A Structured Self-attentive Sentence Embedding.

matrix attention + penalty

Learning Hierarchical Structures On-The-Fly with a Recurrent-Recursive Model for Sequences

discretized structure, learning by reinforcement learning

Neural Language Modeling by Jointly Learning Syntax and Lexicon

soft tree, syntax distance, language model. and can be used to do grammar induection

Straight to the Tree: Constituency Parsing with Neural Syntactic Distance

use syntax distance to do parsing task

Max-Margin Markov Networks

objective of Markov Network change to margin based. But different from Structure SVM loss.

TODO: not understand, should to read again.

## 4.1-4.7

Mutual Information Maximization for Simple and Accurate Part-Of-Speech Induction

Objective: Mutual Information Maximization. It also can be seen as a general case of brown clustering. It maybe can be use to parsing.

Learning Deep Compositional Grammatical Architectures for Visual Recognition

Using and-or-grammar idea to build network. And node is composition, or node is add, terminal node is CNN. It is not a adaptive network, that means it is a fixed structure.

## 4.8- 4.21

Learning deep representations by mutual information estimation and maximization

mutual information maximization, also add local structure information. Show highly improvement over current SOAT on image classification task.

Unsupervised Latent Tree Induction with Deep Inside-Outside Recursive Autoencoders

Constituency grammar induction by autoencoder. Calculate inside score and outside score by TreeLSTM and bilinear projection.

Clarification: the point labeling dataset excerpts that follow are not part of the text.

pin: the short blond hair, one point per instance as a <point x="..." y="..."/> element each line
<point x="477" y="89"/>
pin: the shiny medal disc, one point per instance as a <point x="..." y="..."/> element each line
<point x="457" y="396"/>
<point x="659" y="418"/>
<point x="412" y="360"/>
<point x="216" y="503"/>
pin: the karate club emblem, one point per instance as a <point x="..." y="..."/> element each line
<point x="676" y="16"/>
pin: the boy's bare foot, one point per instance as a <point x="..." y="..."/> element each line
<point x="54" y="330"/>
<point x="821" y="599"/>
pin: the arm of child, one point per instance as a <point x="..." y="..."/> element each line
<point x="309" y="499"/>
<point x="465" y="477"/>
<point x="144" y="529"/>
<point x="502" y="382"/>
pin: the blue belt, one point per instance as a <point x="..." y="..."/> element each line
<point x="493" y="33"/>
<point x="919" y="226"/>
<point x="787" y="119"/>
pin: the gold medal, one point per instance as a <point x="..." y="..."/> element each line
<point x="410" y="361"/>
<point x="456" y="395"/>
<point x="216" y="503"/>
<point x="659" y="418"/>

Unsupervised Recurrent Neural Network Grammars

unsupervised version of RNNG, use amortized variational inference for training. Generate network is RNNG generate part, inference network is a CRF parser. Sample tree from inference network to generate network for training.

## 4.21-5.19

A Structural Probe for Finding Syntax in Word Representations

Find syntax information from word representation like ELMo or Bert by a linear transformation matrix.

Text Generation from Knowledge Graphs with Graph Transformers

Propose a dataset and generate multi-sentence text from the output of automatic information extraction systems. Show the useful for structured data format.

Learning What and Where to Transfer

Intresting Work This work consider a problem: what and where information should transfer from source network to target network. They propose a meta-learning method learning a matrix of weight $W_{m, n}$ from source layer $m$ to target layer $n$. The performance significant improved.Latent Variable Model for Multi-modal Translation

Obeyed Gaussian distribution hidden continuous variable $z$ generate by source sentence $x$. From $z$ we want to generate image $v$. From $x, z$, we generate target sentence $y$. This work separate $v$ and $x, y$, so the model can be trained the model with image but also can work (inference) without image. To train their model, they use amortized variational inference.